Data from Information Resources Inc., Chicago, indicates that while the top-selling brands are known category performers, many segments are declining for supermarkets. Douches declined 10.4% in dollar sales, and dropped 12.5% in unit sales, according to supermarket sales data from the 52-week period ended Dec. 28.
Sanitary napkins/liners for the same period declined 4.1% in dollars and 5.4% in unit sales. Tampons gained a scant 0.1% in dollar sales, but declined 1.1% in unit sales. The only segments of the feminine hygiene category to experience more than marginal growth were the adult incontinence category, which retailers said has slowly increased in recent years, and the personal lubricants category.
The category may be down in some product areas, but it's not out, said industry observers. The category has the potential characteristics of a power category, most significantly in terms of repeat purchasing, said Jim Wisner, president of Wisner Retail Marketing, Libertyville, Ill., and a former nonfoods retail executive. Additionally, the primary consumers of feminine hygiene products -- educated women of childbearing age -- represent a disproportionate number of households with a larger basket size, Wisner pointed out.
"Were I still a retailer, this is a category I would be looking at for how do I go to the head of the class," Wisner said. Because supermarkets don't pay attention to this category, there is a huge opportunity for retailers to distinguish themselves. Supermarkets currently serve customer needs quietly when it comes to feminine hygiene products, merchandising them in the HBC aisle with little or no promotional activity unless they come with a display. Linda Taylor, HBC buyer for Food 4 Less and Sherm's Thunderbird Supermarkets, Medford, Ore., said she finds that special merchandising efforts for such products aren't necessary.
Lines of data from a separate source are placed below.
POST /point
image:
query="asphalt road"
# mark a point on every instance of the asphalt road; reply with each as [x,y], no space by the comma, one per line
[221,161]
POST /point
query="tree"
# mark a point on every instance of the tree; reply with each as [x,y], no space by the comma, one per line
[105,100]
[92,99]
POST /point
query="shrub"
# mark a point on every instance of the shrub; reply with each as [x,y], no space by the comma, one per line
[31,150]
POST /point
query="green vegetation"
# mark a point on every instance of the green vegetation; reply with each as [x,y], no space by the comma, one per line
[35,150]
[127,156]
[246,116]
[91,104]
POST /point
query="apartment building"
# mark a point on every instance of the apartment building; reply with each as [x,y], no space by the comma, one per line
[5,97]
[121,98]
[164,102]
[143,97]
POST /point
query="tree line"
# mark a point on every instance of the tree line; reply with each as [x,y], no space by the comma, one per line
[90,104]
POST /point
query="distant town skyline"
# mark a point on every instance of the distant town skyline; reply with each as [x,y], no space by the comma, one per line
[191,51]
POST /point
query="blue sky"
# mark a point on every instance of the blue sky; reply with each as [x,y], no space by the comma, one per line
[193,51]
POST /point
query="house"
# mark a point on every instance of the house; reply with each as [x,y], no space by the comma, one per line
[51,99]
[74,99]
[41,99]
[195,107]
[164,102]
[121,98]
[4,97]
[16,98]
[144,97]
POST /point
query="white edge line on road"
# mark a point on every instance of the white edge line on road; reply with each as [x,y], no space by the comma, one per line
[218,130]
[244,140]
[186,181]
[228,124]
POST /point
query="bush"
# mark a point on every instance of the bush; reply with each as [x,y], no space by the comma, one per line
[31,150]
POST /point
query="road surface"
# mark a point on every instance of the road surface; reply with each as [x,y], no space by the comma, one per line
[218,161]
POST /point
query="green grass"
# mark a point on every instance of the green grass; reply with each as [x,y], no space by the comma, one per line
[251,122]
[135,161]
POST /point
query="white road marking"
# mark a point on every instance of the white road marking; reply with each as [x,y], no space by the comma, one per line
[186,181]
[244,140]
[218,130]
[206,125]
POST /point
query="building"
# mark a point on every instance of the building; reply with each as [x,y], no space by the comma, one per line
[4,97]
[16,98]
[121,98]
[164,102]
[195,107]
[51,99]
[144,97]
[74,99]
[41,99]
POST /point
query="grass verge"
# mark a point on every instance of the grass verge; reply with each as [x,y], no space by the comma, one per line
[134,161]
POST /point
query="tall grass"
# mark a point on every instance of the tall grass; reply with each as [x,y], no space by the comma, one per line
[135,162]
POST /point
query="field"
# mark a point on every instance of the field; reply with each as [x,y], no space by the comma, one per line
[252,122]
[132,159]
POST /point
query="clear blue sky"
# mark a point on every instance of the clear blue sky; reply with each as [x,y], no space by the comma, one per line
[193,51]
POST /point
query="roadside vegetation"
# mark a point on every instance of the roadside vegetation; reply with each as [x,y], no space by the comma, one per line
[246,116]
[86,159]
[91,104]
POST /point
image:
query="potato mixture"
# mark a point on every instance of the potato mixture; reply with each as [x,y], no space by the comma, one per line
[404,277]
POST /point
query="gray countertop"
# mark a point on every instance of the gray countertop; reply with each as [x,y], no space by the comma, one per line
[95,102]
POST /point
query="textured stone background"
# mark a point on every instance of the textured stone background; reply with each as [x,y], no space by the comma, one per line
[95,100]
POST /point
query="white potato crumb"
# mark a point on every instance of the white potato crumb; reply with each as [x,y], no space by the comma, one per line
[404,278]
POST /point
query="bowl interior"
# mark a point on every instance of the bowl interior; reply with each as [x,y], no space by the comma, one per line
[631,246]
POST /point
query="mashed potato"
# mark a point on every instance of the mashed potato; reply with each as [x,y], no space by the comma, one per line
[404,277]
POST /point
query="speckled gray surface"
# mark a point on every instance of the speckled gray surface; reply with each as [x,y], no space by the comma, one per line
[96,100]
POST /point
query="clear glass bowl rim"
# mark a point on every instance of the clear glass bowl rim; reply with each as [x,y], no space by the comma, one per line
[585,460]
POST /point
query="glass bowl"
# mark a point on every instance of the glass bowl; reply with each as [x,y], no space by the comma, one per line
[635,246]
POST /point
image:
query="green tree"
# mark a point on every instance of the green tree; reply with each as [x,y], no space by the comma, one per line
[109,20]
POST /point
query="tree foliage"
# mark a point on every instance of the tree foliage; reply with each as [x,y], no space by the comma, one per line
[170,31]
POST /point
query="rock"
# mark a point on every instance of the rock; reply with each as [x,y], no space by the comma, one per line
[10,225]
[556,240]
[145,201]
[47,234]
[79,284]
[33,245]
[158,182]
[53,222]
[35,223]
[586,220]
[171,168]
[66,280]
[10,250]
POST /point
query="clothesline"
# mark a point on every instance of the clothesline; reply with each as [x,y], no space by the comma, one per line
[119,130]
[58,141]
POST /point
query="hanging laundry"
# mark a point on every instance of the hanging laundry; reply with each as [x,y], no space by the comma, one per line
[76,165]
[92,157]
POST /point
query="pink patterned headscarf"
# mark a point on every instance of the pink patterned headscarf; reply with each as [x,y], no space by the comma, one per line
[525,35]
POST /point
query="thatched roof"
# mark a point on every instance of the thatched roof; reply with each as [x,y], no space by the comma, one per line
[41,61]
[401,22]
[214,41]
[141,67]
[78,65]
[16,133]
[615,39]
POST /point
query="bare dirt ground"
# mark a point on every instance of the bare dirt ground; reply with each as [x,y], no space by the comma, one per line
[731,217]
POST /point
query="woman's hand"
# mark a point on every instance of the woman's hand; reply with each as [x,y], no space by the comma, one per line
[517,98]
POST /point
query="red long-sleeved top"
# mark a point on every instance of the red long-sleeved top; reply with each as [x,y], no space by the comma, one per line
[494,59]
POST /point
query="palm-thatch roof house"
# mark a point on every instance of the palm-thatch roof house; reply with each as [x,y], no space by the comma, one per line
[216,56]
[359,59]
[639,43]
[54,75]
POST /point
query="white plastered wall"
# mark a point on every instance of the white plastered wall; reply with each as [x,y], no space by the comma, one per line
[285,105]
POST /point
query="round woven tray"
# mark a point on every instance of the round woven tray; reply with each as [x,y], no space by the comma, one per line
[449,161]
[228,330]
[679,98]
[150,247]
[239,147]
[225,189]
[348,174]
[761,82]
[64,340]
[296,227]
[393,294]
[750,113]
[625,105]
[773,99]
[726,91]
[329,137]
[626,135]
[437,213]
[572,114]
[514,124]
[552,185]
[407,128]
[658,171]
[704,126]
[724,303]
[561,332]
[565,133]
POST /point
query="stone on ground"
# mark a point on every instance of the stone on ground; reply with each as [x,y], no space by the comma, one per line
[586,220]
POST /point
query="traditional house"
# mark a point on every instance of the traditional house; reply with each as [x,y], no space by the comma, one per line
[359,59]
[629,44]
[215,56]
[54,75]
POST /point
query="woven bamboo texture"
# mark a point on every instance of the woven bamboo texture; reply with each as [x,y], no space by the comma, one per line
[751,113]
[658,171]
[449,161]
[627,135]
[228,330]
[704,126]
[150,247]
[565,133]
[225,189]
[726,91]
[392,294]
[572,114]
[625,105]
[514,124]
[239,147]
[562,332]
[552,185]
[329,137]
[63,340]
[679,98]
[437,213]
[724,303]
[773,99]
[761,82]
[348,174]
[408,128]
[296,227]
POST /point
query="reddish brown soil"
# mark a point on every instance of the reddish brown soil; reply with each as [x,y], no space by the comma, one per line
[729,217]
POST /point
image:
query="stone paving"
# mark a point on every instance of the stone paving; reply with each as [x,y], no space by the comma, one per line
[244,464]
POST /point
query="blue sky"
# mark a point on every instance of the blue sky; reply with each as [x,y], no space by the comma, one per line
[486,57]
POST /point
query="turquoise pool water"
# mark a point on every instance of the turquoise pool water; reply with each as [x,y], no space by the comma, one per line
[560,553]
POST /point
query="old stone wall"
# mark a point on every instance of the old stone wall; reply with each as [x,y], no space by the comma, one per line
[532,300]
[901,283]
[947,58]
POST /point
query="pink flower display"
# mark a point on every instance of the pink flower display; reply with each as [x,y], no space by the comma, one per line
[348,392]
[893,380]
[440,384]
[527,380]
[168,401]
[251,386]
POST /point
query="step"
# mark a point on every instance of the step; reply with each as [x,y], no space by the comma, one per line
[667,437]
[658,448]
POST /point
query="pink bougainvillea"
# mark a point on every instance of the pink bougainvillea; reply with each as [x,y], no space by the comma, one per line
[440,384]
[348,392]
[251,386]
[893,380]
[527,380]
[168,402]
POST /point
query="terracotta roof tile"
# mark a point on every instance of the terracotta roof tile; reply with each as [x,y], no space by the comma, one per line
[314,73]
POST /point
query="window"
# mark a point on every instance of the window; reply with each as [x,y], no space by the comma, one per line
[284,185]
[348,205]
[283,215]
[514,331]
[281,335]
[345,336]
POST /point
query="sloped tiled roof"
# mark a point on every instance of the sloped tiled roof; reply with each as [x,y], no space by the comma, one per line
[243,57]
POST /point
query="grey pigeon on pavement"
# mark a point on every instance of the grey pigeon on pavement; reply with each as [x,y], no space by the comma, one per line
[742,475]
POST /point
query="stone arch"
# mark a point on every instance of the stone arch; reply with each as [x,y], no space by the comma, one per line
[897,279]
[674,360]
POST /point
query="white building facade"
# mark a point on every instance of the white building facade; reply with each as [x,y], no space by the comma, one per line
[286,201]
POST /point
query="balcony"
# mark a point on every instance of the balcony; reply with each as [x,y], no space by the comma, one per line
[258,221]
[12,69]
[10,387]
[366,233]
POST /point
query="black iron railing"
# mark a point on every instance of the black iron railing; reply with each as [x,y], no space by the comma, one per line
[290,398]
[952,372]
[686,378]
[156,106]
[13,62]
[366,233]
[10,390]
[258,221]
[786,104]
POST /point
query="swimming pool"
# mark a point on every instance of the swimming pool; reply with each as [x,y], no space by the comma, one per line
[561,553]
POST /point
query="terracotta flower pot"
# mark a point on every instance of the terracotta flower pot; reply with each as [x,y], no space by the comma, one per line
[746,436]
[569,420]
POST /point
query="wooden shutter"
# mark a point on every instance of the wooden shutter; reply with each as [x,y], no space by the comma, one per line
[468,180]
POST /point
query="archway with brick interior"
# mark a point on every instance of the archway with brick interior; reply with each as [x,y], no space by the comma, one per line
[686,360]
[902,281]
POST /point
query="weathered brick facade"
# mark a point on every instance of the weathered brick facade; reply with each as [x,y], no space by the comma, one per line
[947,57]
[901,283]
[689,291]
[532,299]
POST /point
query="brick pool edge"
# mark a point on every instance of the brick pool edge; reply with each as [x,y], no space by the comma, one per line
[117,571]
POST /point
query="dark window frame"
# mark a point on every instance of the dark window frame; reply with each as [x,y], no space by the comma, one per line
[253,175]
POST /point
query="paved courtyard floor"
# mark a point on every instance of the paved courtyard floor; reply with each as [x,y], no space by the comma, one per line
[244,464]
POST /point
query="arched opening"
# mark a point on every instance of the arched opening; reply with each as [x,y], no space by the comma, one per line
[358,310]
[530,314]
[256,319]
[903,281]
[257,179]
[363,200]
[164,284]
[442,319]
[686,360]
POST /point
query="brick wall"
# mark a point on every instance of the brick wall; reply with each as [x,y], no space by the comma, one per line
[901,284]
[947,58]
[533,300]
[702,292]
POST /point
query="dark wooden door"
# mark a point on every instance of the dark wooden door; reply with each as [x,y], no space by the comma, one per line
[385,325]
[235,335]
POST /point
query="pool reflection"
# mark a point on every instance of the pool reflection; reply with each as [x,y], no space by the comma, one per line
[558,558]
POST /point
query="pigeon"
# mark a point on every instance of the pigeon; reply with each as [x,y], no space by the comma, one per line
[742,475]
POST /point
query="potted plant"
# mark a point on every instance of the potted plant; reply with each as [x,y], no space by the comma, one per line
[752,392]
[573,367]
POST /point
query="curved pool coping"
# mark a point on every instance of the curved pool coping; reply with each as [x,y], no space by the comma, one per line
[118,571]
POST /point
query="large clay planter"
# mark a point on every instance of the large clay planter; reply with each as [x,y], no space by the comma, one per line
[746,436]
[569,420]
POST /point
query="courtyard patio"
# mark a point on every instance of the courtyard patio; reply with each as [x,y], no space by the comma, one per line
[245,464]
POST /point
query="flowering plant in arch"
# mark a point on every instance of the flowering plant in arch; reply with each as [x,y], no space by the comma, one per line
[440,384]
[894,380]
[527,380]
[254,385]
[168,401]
"People come by, throw the products in their basket, and leave," she said.
Taylor and the nonfood wholesaler executive said they haven't changed their merchandising strategies for feminine hygiene products in recent years. Both said they take advantage of promotions and displays that manufacturers offer, but they can only do so much with what they are given.
"I think we promoted this category as well as we possibly can with what's available to us. We haven't backed away from it for any reason," said the anonymous wholesaler.
While there have been some new-product introductions in recent years, most notably from the No. 1 and No. 2 brands in the tampon category, Tampax and Playtex, most of the innovations have been product improvements versus brand new introductions, sources told SN.
Recent introductions have included Tampax's Pearl tampons and Playtex's soon-to-be-released Beyond into the rounded-tip, cardboard-applicator tampon field. The top performers in the category continue to be traditional Tampax, Playtex Gentle Glide and Kotex Security tampons.
Not all new products perform well at retail, either. Taylor said the best-performing product at Food 4 Less is still the traditional Tampax, which is a consistent best seller. New-product introductions like the Pearls don't do as well.
However, Taylor has seen growth in adult incontinence products. That segment overall grew 8.3% in dollar sales over the previous year, according to IRI. Wisner pointed out that pads and liners are experiencing multiple uses as both menstrual and incontinence products.
Product introductions or consumer need notwithstanding, feminine hygiene is still a category that receives less attention on average than most supermarket categories, Wisner said. GMDC will attempt to address the issue this fall. Feminine hygiene products will be one of the categories analyzed in its upcoming "Merchandising for Success" survey, set to be released over the next year, Wisner said. The study is looking at organization of products within the category and adjacencies, among other issues. The section pertaining to this feminine hygiene products will be presented at GMDC's HBC Marketing Conference, Sept. 10 to 13, in Scottsdale, Ariz.